I am reaching my limit. I have been married for three years, and the problem is that my wife has a bad attitude and gets upset about things I don’t even know about. I am not the kind of man who argues, and I really do love my wife; but she seems to try to find whatever way she can to provoke me so that I will tell her to leave….

I want to hear counsel that will help me deal with this situation. I agree with what the Bible says, “till death us do part,” but I don’t know what to do.

Dear Friend,

We congratulate you for honoring the vows that you made to your wife on your wedding day, and for your desire to follow the Biblical teaching about marriage! You are wise enough to know that problems can be resolved and that, just like you, most married people have to work through difficult issues. When couples break up because of these kinds of conflicts, each of them usually carries the same communication style and pattern into their next relationships, causing those relationships to also end badly.

Many men will identify with what you have told us. They want to provide financially for their families, be the leaders of their homes, take care of the household business, and then have well-deserved rest when they get home. When their wives have a different plan, they come to believe that the women purposefully try to rile them up and start arguments.
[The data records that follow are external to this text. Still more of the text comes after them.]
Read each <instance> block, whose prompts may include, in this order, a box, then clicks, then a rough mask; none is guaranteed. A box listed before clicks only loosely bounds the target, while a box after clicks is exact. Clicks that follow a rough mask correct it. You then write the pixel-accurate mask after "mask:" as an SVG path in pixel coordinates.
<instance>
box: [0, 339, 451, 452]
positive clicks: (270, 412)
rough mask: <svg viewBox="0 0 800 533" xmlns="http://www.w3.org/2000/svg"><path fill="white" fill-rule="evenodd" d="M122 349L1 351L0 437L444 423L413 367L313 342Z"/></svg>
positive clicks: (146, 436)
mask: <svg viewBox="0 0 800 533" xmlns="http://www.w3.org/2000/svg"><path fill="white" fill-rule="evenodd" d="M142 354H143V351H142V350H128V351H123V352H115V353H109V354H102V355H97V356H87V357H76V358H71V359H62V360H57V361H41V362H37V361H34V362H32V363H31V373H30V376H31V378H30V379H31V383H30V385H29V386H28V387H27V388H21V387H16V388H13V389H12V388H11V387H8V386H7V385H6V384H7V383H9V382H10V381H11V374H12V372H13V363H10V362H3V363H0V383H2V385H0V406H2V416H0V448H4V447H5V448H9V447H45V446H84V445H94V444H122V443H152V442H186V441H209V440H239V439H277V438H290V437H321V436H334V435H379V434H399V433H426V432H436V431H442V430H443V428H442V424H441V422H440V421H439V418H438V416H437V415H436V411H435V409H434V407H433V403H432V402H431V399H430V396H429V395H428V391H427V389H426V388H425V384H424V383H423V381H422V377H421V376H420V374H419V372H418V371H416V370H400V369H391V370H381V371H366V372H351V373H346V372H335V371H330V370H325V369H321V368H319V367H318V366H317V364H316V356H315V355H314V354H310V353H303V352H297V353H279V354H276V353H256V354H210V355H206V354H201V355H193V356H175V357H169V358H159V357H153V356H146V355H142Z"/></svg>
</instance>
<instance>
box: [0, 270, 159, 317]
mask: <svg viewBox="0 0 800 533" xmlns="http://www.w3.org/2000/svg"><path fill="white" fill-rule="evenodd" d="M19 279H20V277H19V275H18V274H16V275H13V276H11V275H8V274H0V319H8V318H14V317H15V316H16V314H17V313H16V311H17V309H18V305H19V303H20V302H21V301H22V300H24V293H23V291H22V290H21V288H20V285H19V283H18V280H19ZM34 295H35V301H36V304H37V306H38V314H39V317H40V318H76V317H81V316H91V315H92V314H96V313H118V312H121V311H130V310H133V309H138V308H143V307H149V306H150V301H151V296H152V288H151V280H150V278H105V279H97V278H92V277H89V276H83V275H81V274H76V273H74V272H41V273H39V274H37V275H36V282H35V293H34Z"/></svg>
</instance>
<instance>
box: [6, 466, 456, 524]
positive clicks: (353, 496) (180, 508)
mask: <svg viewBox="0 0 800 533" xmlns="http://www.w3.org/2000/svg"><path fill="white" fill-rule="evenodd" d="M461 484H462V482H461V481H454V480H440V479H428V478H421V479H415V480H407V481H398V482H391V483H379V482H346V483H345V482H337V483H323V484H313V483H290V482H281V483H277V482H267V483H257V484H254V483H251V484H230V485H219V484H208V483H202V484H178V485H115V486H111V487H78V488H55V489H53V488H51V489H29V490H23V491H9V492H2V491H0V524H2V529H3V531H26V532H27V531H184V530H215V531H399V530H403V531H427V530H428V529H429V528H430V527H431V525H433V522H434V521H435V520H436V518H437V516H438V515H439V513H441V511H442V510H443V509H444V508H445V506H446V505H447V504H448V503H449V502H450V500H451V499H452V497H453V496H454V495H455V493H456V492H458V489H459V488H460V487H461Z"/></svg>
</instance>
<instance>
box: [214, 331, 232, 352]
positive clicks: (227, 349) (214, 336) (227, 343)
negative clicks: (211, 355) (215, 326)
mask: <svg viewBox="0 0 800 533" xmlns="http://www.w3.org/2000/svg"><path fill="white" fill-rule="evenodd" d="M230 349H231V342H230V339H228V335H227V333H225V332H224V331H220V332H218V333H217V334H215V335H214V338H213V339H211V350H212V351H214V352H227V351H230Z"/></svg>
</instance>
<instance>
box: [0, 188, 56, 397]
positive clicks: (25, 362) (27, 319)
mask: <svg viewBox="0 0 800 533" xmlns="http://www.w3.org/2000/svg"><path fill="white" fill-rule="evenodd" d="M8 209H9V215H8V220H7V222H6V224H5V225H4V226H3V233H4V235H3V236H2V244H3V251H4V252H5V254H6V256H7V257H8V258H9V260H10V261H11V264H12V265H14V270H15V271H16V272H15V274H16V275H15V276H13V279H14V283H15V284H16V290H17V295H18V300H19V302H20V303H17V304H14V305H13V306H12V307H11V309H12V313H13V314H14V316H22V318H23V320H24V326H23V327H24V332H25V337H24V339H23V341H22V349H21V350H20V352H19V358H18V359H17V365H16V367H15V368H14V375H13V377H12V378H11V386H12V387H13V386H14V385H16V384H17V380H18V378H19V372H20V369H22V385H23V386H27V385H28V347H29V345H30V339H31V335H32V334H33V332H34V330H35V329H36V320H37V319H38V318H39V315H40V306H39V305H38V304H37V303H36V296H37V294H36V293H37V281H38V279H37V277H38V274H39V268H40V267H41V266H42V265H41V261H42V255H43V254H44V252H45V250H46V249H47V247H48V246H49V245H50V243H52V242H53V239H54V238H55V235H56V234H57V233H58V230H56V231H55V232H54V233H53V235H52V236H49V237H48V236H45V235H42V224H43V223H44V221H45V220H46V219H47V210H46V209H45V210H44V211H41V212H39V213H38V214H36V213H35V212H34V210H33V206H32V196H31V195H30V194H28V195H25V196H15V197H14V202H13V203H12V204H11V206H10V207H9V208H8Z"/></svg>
Women, on the other hand, have a need to communicate that men often don’t understand. Wives want to talk about their day and hear about their husband’s day. They want to share feelings and know that their husbands care. They try to engage in conversation with their partners, but the men don’t want to talk or listen unless there is something that needs to be fixed. Husbands want to be left alone, and wives don’t want to feel that they are alone, so naturally, conflicts arise and then escalate.

After an evening of conflict, many men want to have physical relations with their wives. But the wives feel rejected and unloved because of the lack of meaningful communication, so they are not interested. Husbands get angry and come to believe that their wives are rejecting them on purpose to spite them.

The fastest method for resolving these differences is to attend marriage classes together. Many churches and community agencies offer free classes. Getting together with other couples that are facing similar struggles gives hope. Alternatively, individual or group marriage counseling are excellent ways to learn how to communicate effectively.

As in other conflicts, both parties must love enough to be willing to compromise. When a man truly loves a woman, he will make time to listen to her and talk to her on a regular basis. When a woman really loves a man, she will understand that he needs time to decompress alone after work. When a man and a woman love each other enough to get married, they also love each other enough to make small sacrifices for each other.